En línea con las preocupaciones escandinavas, la Comisión ha decidido impulsar la industria de defensa europea en los próximos años. La guerra en Ucrania ha puesto en dramática evidencia la vulnerabilidad de la UE en su conjunto, cuando la contribución norteamericana al esfuerzo bélico es bloqueada en el Congreso por motivos domésticos. En gran medida, por la incapacidad de seguir alimentando a Ucrania con equipamiento, en este minuto la guerra parece favorecer a Rusia. De un millón de obuses necesarios los europeos sólo entregarán la mitad este año a Kiev, y cuando entre en producción una fábrica que se construye actualmente en Alemania se agregarán otros 750.000 anuales, pero se calcula que para enfrentar a Rusia en forma cómoda se necesitaría producir entre 4 y 5 millones de obuses al año.

Por otro lado, han acordado una nueva política de defensa que incluye la compra conjunta de armamento, gastar adicionalmente unos 1.500 millones de euros en 3 años, o planificar una economía de guerra que implica transformaciones radicales en la industria pesada.

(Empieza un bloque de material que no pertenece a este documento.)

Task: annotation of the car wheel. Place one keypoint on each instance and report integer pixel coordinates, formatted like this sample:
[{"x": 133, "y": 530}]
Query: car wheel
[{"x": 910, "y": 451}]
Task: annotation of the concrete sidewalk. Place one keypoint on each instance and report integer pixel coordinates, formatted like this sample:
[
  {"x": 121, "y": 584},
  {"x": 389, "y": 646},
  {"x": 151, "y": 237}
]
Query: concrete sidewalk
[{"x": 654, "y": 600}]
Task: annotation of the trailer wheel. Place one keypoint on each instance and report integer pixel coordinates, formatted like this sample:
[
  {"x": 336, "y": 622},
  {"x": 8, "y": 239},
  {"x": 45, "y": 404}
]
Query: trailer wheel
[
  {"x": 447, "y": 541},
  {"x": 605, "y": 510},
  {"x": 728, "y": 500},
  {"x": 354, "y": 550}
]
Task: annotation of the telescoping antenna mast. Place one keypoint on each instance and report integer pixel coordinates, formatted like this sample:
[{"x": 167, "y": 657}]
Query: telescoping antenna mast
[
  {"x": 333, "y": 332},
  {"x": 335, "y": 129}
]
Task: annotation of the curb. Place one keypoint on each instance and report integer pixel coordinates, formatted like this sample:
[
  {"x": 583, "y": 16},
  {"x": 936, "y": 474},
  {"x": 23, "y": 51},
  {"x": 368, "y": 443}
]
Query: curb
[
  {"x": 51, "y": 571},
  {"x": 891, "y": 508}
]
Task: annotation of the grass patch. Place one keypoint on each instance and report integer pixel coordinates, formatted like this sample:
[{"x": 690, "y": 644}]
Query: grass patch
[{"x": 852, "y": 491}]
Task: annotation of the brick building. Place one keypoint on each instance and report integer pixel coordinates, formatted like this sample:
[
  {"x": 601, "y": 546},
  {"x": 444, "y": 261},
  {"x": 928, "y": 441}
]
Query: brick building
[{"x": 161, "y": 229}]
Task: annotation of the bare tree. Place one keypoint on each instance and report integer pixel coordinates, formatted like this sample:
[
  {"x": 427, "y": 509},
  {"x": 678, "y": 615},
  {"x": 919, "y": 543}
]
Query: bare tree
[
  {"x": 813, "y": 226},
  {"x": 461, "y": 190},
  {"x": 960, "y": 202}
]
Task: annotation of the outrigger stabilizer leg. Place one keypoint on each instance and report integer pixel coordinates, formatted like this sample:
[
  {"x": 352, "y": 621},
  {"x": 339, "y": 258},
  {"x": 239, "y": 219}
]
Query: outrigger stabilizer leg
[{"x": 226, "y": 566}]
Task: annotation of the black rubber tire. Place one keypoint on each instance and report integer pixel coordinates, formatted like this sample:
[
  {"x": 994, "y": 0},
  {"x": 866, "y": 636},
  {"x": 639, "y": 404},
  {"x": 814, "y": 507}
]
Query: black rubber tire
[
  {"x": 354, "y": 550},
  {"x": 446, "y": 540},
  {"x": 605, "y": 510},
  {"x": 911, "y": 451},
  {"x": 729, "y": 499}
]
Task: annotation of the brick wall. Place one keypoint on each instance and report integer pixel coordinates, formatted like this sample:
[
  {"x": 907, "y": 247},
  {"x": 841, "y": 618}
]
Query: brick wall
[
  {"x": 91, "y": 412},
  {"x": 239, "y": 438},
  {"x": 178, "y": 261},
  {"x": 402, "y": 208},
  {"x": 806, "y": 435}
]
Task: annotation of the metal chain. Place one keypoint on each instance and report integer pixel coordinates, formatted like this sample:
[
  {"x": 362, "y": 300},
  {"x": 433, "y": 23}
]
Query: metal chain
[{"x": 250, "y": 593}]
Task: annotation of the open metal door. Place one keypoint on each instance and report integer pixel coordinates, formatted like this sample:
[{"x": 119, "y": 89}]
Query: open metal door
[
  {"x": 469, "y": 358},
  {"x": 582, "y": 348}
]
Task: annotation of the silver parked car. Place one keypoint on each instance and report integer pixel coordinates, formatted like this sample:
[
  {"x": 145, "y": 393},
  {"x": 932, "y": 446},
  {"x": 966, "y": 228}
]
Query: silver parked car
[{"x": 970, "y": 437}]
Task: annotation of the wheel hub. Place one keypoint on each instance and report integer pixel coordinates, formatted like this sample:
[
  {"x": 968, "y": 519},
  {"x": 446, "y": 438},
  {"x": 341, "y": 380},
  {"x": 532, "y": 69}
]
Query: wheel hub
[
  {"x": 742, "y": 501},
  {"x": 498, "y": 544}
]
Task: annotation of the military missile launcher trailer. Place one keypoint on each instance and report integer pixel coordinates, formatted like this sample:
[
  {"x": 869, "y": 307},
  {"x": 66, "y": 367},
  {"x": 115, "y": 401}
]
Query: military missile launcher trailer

Las intenciones de Bruselas son claras, pero las decisiones importantes en este campo siguen en manos de los gobiernos nacionales cuyas motivaciones no siempre están en línea con la amenaza rusa. La excepción visible es Emmanuel Macron, que abiertamente admite la posibilidad del envío de tropas de manera “oficial” y que hay que hacer todo lo posible porque Rusia no gane esta guerra. También los alemanes comienzan a moverse en esa dirección al reimplantar el servicio militar obligatorio.

Los actuales dirigentes europeos saben que las consecuencias políticas de una posible derrota de Ucrania (aunque sea limitada a pérdidas territoriales acotadas) es la última que podrían permitirse y aceleraría la integración de Kiev a la UE, e incluso a la OTAN; pero otra cosa bien distinta es contarles la película “a lo Milei” a sus acomodadas sociedades de bienestar. El Papa quiere levantar la bandera blanca de la rendición, pero la mayor parte de los dirigentes europeos actuales preferirían más bien, igual que los escandinavos, alzar la bandera del honor y de la defensa de Occidente.

Debemos hacer en Chile un buen análisis de lo que este escenario significaría para nosotros y la región, más allá de la previsible mayor demanda por materias primas.